The Associated Press is reporting that the possible Foxconn deal will cost the state and local governments sales tax revenue:

What’s more, borrowing for the interstate rebuild would leave the state on the hook for $408.3 million in interest and the sales tax exemption would cost the state $139 million.

If Foxconn builds the plant in Kenosha County, the local sales tax exemption would cost that county about $13.9 million. Neighboring Racine County doesn’t have a county sales tax, but the county is part of the stadium district that collects a 0.1 percent sales tax to support Miller Park, the Milwaukee Brewers’ home. The local exemption would cost the district about $2.78 million in revenue.

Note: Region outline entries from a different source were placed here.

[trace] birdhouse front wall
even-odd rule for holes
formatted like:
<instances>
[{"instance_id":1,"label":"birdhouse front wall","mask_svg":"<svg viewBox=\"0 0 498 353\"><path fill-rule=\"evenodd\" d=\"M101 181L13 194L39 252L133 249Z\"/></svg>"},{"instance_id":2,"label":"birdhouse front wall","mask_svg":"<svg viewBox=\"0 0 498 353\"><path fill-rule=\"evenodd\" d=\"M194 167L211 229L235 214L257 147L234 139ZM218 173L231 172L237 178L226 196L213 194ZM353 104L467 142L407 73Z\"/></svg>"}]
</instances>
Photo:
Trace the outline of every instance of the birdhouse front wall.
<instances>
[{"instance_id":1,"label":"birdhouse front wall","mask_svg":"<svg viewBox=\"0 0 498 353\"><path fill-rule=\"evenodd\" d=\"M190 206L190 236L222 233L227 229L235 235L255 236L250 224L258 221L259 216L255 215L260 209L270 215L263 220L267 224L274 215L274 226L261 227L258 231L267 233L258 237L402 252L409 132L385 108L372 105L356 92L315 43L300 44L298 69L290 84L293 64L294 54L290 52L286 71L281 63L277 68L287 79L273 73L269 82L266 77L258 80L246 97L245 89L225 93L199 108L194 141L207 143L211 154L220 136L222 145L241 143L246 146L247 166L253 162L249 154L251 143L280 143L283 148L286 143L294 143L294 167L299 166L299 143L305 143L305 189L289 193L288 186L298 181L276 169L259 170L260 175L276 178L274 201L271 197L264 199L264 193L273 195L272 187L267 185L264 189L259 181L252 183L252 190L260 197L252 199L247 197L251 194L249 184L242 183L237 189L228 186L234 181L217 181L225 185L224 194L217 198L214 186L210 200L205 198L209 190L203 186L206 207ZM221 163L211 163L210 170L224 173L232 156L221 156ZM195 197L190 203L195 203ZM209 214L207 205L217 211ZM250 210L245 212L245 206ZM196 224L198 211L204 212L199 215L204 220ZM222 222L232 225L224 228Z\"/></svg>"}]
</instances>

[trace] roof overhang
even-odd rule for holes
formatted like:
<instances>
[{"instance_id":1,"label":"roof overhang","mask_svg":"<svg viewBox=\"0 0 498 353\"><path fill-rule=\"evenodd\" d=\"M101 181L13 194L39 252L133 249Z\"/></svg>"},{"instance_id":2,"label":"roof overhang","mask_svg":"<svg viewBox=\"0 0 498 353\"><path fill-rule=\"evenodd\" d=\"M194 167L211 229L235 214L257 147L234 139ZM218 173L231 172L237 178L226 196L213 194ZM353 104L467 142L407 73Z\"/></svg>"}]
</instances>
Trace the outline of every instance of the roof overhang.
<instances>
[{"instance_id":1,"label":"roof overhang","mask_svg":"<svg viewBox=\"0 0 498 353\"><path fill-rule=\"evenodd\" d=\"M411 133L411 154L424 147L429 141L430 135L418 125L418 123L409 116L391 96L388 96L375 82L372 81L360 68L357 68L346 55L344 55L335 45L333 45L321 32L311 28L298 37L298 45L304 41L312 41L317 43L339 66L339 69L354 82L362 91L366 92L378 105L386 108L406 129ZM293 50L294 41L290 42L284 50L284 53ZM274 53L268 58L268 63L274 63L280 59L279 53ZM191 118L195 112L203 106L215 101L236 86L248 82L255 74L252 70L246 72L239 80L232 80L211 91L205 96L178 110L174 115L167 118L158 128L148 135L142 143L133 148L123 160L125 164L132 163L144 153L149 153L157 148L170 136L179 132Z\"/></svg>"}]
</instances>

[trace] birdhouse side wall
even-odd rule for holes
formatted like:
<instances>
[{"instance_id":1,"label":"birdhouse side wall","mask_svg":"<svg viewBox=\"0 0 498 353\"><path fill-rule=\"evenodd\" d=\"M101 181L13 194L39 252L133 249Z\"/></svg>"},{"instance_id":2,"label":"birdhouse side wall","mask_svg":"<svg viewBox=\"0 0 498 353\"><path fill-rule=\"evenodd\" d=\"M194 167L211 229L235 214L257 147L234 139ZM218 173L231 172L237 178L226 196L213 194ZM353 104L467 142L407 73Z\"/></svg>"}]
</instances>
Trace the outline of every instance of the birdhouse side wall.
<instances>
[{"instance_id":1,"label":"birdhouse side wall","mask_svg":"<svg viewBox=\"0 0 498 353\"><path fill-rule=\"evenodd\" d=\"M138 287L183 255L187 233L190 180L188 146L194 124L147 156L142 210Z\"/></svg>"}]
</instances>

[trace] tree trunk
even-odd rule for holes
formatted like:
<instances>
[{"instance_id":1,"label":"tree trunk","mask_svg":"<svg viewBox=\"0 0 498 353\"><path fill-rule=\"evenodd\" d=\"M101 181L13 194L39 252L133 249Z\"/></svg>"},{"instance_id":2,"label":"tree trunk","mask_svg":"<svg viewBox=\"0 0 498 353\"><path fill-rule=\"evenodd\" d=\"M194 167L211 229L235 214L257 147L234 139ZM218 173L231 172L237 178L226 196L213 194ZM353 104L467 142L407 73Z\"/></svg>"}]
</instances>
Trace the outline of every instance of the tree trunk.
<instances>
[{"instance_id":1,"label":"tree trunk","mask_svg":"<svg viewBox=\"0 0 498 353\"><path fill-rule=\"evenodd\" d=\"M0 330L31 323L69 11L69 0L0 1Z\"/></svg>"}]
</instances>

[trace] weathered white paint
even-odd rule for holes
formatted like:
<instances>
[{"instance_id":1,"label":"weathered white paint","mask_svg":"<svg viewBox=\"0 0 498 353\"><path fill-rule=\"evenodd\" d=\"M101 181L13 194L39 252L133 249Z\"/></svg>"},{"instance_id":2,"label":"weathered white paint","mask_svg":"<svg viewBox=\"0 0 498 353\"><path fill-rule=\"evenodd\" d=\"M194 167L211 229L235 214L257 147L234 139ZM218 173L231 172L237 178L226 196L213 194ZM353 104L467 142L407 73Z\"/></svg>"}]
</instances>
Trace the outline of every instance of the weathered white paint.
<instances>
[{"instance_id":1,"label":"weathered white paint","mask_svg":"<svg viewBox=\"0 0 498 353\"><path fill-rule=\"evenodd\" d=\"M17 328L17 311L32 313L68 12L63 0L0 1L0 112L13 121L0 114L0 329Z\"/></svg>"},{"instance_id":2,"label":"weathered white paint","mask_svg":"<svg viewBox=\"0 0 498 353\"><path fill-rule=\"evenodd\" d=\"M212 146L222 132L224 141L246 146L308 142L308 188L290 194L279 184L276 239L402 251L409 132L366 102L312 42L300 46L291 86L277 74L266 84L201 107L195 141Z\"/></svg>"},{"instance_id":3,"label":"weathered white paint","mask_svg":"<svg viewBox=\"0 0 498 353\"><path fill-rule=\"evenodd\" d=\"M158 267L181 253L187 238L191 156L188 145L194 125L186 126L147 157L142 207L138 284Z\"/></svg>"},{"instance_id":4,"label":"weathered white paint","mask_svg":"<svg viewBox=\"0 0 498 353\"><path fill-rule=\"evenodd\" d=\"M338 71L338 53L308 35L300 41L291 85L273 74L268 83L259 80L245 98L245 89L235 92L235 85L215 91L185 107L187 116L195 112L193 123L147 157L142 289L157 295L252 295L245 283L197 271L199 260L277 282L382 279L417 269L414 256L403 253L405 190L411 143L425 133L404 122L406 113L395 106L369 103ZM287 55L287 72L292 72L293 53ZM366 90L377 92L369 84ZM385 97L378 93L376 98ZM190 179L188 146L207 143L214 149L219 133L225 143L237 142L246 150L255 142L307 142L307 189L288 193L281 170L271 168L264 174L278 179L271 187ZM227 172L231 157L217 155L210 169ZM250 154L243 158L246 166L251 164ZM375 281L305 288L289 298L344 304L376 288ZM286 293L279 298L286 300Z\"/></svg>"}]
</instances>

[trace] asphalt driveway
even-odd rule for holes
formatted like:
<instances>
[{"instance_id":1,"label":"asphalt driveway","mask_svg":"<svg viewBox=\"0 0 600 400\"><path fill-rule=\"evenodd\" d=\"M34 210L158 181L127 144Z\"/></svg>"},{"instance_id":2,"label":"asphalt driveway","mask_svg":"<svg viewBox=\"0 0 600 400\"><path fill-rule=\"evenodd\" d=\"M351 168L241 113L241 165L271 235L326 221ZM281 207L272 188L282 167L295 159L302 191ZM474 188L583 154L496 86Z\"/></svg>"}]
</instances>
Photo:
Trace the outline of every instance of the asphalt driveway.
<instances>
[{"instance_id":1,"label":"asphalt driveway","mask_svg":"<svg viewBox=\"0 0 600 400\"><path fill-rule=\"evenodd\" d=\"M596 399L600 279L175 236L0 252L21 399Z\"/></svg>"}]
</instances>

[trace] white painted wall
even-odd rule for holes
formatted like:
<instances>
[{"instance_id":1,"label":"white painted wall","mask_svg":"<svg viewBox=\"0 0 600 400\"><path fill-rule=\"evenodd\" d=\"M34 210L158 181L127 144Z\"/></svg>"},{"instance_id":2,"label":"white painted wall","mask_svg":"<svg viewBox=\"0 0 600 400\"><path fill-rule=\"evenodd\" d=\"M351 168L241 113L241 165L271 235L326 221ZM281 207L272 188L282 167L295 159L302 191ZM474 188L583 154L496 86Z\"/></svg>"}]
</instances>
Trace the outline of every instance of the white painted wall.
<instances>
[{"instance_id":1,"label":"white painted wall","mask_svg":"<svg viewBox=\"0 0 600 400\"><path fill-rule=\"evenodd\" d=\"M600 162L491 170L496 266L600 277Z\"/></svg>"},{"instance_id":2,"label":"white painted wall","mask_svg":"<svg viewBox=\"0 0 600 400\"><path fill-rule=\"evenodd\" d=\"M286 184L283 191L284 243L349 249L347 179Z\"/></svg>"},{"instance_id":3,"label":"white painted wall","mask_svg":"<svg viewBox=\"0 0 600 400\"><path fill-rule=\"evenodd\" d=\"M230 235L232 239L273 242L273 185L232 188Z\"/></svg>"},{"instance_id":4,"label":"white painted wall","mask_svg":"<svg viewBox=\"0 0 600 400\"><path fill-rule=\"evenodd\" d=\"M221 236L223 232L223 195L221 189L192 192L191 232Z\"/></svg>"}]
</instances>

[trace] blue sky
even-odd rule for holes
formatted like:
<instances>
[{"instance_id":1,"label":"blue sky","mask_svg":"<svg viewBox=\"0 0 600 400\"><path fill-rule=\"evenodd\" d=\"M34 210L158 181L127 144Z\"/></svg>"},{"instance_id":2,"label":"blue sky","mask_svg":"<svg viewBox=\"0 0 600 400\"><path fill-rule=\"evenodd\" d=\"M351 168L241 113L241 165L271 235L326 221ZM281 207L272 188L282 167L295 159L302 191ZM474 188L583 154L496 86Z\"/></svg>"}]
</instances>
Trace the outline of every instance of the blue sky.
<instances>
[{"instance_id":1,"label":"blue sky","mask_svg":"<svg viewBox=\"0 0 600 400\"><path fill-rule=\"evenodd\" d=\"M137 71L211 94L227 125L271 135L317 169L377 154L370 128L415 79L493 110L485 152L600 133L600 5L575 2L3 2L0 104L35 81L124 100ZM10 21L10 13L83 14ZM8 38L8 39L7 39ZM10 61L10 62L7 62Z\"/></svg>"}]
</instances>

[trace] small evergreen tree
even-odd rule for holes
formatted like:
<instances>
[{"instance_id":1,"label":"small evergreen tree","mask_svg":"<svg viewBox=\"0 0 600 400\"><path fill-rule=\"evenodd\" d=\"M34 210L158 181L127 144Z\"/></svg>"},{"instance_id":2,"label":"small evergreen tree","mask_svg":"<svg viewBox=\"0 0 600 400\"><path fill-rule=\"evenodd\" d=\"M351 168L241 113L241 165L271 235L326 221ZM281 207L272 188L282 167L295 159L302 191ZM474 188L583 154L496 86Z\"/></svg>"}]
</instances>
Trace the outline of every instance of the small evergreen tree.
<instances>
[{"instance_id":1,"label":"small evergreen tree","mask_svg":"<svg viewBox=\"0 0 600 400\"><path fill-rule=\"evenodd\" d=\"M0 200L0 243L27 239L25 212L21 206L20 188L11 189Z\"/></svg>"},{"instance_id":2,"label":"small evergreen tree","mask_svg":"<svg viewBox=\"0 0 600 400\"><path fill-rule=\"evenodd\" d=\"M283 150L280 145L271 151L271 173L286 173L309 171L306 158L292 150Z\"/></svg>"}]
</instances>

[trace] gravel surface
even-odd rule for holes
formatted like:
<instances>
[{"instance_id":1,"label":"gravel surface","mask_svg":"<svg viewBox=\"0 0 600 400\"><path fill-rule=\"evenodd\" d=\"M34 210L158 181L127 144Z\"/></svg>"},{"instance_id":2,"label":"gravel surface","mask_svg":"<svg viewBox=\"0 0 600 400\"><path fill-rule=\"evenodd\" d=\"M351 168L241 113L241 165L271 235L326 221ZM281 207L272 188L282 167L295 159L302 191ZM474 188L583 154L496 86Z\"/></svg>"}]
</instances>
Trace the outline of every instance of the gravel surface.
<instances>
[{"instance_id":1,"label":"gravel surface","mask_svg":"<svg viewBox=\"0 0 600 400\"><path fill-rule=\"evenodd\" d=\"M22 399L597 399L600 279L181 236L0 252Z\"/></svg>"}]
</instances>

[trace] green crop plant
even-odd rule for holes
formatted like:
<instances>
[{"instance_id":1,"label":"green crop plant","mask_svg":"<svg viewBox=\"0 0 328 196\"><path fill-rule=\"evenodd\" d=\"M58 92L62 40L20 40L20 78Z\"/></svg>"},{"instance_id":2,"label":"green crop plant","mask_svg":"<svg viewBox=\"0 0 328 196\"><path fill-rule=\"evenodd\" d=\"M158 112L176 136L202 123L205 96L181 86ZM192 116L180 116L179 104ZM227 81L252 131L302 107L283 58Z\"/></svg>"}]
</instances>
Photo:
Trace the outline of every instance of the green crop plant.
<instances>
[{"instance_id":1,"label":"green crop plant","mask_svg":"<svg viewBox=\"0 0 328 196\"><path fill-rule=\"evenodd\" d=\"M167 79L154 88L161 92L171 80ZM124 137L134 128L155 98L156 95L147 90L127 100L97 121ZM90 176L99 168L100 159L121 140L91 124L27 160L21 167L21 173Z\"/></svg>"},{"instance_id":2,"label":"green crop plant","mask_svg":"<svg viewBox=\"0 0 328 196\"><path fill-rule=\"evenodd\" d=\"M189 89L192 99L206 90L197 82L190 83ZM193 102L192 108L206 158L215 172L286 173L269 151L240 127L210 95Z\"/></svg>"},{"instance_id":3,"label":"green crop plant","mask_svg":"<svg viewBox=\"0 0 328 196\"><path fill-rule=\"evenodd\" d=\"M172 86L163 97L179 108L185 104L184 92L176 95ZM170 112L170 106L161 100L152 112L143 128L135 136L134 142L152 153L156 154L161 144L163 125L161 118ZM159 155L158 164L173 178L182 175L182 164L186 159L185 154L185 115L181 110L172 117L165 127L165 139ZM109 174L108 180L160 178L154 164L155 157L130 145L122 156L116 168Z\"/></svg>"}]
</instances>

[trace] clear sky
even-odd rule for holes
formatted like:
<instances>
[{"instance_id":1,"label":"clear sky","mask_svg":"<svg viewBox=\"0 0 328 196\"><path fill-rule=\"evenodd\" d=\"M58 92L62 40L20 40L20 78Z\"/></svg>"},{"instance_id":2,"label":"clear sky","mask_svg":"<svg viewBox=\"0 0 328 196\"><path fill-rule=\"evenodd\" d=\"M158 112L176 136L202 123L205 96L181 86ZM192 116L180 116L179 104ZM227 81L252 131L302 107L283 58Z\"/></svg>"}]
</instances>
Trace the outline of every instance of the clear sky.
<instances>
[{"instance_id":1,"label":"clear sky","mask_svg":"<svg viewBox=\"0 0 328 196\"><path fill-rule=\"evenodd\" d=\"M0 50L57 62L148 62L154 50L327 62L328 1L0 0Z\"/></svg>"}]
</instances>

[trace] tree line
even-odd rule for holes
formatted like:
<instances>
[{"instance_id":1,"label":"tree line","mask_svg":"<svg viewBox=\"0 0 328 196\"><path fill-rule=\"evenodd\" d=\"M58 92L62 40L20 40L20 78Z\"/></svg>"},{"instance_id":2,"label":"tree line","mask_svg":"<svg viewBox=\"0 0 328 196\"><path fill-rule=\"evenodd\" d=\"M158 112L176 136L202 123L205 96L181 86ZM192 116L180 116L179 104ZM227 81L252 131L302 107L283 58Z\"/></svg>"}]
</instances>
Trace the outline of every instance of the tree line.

The fiscal bureau also noted that Foxconn’s presence in the state could have substantial benefits.

Let’s set aside that the “interstate rebuild” is the I-94 north-south project, and lawmakers were already haggling over a way to make that project happen before the Foxconn facility, “Wisconn Valley,” was announced.

The supposed “cost” of the sales tax exemptions are non-existent. Those hypothetical sales tax collections would only be possible if the Foxconn incentive package goes through. If there is no Foxconn development, no “Wisconn Valley,” then the economic activity that generates the sales taxes doesn’t occur.

So it’s impossible for the money to be lost to those government bodies. They never had the money in the first place.

However, the Legislative Audit Bureau memo that prompted the AP story also specifically says it cannot account for all of the economic effects of the Foxconn deal. So it’s likely that rather than “lose” sales tax revenue, Kenosha County, the Miller Park stadium district and the state of Wisconsin will actually gain sales tax revenue as a result of the new economic activity.

Unfortunately, by reporting the “lost” sales tax income as if it is an actual loss, the Associated Press is giving the false impression that the cost of the Foxconn deal is greater than it actually is.